The more he thought about the idea, the more therapeutic it became. He sought advice from filmmaker Deanne Foley, who put him in touch with Andy Jones.

Jones and Coombs spent a day brainstorming ("Getting the papers with his notes on them was like getting liner notes from Elvis," Coombs said), and then Jones connected Coombs with Charlie Tomlinson, the perfect person, he thought, to direct Coombs in a one-man stage show.
The result is "Here and Now," running at the LSPU Hall in St. John's Sept. 24-26.
"I never wanted to write a show about how I beat cancer, because to me, you don't beat cancer," Coombs said. "I didn't want to tempt the karma gods. You don't want to tempt fate because that's when it will come around and tug the rug out from under you again. It was meant to be more of an anecdotal story, to share the experience and help people understand what someone like me went through with it, and maybe it could help people to hear it."
In "Here and Now," Coombs expertly pulls back his arrow. Using images, sound clips and material drawn from life, he succeeds in telling about his journey in a way that's funny, poignant, gripping and deeply personal. Morbid, it's not.

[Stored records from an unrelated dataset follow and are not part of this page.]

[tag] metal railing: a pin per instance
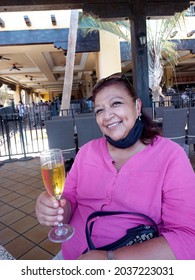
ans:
(22, 136)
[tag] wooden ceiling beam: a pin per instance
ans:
(104, 9)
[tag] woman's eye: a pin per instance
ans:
(98, 111)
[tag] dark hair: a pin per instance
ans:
(150, 130)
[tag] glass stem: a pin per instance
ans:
(60, 230)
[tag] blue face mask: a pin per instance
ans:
(130, 139)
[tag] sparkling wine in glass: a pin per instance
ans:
(53, 174)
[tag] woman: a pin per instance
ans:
(132, 168)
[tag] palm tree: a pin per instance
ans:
(68, 79)
(160, 48)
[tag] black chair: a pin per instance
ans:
(61, 135)
(87, 129)
(62, 117)
(148, 111)
(174, 125)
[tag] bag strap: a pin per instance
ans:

Coombs is revelling in the idea of making a connection with his audience in a way he hasn't before, and a private reading of the show he did last fall proved that to him. He's excited about the idea of breaking down stereotypes of what those living with cancer go through, and considers the show to be a sort of letter of praise to his family and those who have supported him along the way.
He's excited to continue his therapy, to continue finding himself onstage, and still has hopes for a TV project. He would like to tour the stage show across the island and to other parts of the country first.
"Whether this has made me a stronger standup comic, I don't know," he said. "But I think it's made me a stronger person."